Speaking of, Leo Records is offering $4 OGG downloads of their catalog until the end of the summer. For those of us in USA not wanting to pay import prices, this is an amazing deal. True, we're missing out on the artwork, but OGG files have great sound quality. (iTunes users like myself have to decode the OGG, though. Find out how here or here.)

Thursday, August 18, 2005

Sweet Dragon

I may or may not host New Orbit this coming Monday (rest assure, I have a competent sub in mind), but if you're up for a good read, check out Paris Transatlantic's Vision Festival X review (though I disagree with his critique on the Bill Dixon performance). It's one of the more articulate (if a bit prude-ish) avant-garde jazz/modern composition magazines I've read, so it comes with my recommendation. I also reviewed the Vision Festival at Opus a while ago.

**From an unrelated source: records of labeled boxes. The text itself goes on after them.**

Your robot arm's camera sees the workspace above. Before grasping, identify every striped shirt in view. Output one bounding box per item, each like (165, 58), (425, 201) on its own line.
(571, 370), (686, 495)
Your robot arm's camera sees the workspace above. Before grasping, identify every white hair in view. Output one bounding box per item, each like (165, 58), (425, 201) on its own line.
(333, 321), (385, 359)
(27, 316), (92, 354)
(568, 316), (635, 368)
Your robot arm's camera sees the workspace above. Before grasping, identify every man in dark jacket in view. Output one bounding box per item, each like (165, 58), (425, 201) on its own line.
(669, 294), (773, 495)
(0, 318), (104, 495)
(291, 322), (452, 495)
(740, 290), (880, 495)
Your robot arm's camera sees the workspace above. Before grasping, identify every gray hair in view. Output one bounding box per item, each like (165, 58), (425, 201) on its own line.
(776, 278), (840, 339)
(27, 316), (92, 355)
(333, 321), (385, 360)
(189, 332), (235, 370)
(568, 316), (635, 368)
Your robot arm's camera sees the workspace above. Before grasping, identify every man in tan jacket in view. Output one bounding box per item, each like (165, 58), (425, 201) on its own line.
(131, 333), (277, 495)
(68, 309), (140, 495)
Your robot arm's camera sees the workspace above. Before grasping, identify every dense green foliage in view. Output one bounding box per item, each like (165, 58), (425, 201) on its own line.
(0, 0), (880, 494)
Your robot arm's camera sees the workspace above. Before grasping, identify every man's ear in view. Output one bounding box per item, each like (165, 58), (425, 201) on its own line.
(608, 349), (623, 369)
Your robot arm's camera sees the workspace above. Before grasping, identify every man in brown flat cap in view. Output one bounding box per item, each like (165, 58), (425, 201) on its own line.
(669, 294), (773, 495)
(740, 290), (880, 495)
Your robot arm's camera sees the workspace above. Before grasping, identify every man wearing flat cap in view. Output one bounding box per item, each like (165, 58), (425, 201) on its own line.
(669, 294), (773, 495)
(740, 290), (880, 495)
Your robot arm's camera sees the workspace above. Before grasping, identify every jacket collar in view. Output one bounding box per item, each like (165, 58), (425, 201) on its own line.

Here are a few recent additions to my personal collection that'll get some spins on the show:
+ Joe McPhee- Tenor & Fallen Angels (Hat Hut): Reissue of the 1976 solo release. As bloody brilliant as you'd expect it to be.
+ Rabbincal School Dropouts- Cosmic Tree (Tzadik): Yay for klezmer jazz.
+ Raz Mesinai- Resurrections for Goatskin (Tzadik): More on the modern composition side, but who else is going to play it?
+ Milford Graves/John Zorn- 50th Birthday (Tzadik): Still hasn't come in the mail.

Yeah, lots of Tzadik love, but I found a guy on eBay with a bunch of it.

Wednesday, August 17, 2005

Test

First show of the fall semester is this Monday, August 22nd.